Luxury jeweller Tiffany & Co is banking on sustained appetite for its creations in Sydney, opening another store even though overall retail sales remain sluggish.
The Westfield store in Pitt Street Mall will be Tiffany’s tenth Australian outlet and fourth in Sydney, which has become a magnet for high-end jewellers. Europe’s Van Cleef & Arpels opened for business in the CBD’s Castlereagh Street earlier this year.
While Deloitte Access Economics says domestic retail sales will improve because of the juggernaut of spending by cashed-up inbound Chinese tourists, Tiffany vice president and managing director Australia and New Zealand Glen Schlehuber says the New York jewellery house has a strong local following.
“We have been in the market in Sydney for 24 years with the store in Chifley Plaza. We have a huge local client base we have built and developed over many years,” said Mr Schlehuber.
The new Westfield store, plus an additional temporary Tiffany & Co store in King Street, will fill the gap left by the closure of Tiffany & Co’s flagship store in Castlereagh Street which is now owned by the NSW government following a compulsory acquisition.
“We were devastated when the government came in early 2016 to tell us the building was going to be acquired. It was owned by Dexus, but the government officially owns it now.”
The flagship store at 28 Castlereagh Street, Martin Place will be relocated to a 1200sq m store fronting 175 Pitt Street, opening late next year. The 200sq m Westfield store will open in the middle of the year, augmenting other stores such as those at Bondi Junction and Sydney International Airport.

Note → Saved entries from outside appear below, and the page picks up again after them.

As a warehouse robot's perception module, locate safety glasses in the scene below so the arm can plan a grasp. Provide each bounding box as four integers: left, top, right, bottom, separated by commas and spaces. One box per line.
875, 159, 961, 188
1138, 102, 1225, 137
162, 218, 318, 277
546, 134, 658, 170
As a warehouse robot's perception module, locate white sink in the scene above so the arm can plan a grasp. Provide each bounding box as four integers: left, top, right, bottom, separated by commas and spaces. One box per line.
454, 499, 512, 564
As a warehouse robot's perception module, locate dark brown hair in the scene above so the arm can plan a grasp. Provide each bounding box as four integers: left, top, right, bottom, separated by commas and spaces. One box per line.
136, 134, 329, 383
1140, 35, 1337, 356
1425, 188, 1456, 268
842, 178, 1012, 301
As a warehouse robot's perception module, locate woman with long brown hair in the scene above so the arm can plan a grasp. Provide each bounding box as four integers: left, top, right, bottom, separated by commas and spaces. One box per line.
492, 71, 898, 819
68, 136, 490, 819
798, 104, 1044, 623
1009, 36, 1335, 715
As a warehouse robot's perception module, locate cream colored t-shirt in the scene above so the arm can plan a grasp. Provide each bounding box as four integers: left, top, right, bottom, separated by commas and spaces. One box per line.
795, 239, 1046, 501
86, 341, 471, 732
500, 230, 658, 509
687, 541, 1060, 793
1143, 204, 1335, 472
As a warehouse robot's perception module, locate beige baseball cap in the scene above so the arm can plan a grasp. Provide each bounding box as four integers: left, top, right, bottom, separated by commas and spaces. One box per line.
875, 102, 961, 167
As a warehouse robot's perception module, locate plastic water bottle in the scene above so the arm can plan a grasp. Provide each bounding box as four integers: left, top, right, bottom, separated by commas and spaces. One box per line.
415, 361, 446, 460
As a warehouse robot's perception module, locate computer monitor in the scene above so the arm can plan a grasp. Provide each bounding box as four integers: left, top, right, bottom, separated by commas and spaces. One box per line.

Meanwhile, Deloitte Access Economics says retail sales growth was 2 per cent for calendar 2016.
“We expect a steady improvement in retail sales through 2017, which is forecast to grow by 2.4 per cent for the year to December 2017, then by 2.7 per cent over 2018,” said David Rumbens, Deloitte Access Economics Partner.
“International tourist visitation in Australia is at record highs, and spending by tourists is exploding as well. The strong growth in tourism over recent years is expected to continue during 2017, adding a key supplementary market for Australian retailers. Tourist shopping expenditure from China alone is already around $1.4 billion per year, and is set to almost quadruple over the next decade. Strong growth is also expected from India and the Middle East,” Mr Rumbens said. But the past six months of data for retail profits reveals the lowest results in almost five years. Intense competition mixed with slow spending growth were important contributors to this result, Deloitte Access Economics said.
Still, the development of the Tiffany flagship store emphasises the growth of luxury retailers in Sydney and Melbourne, where landlords and tenants still see considerable growth.
Mr Schlehuber said he was also assessing more opportunities in several Australian cities to open further Tiffany stores.
“It’s easy to open your doors, (but) we have built that internal culture over 24 years that is paying us dividend.”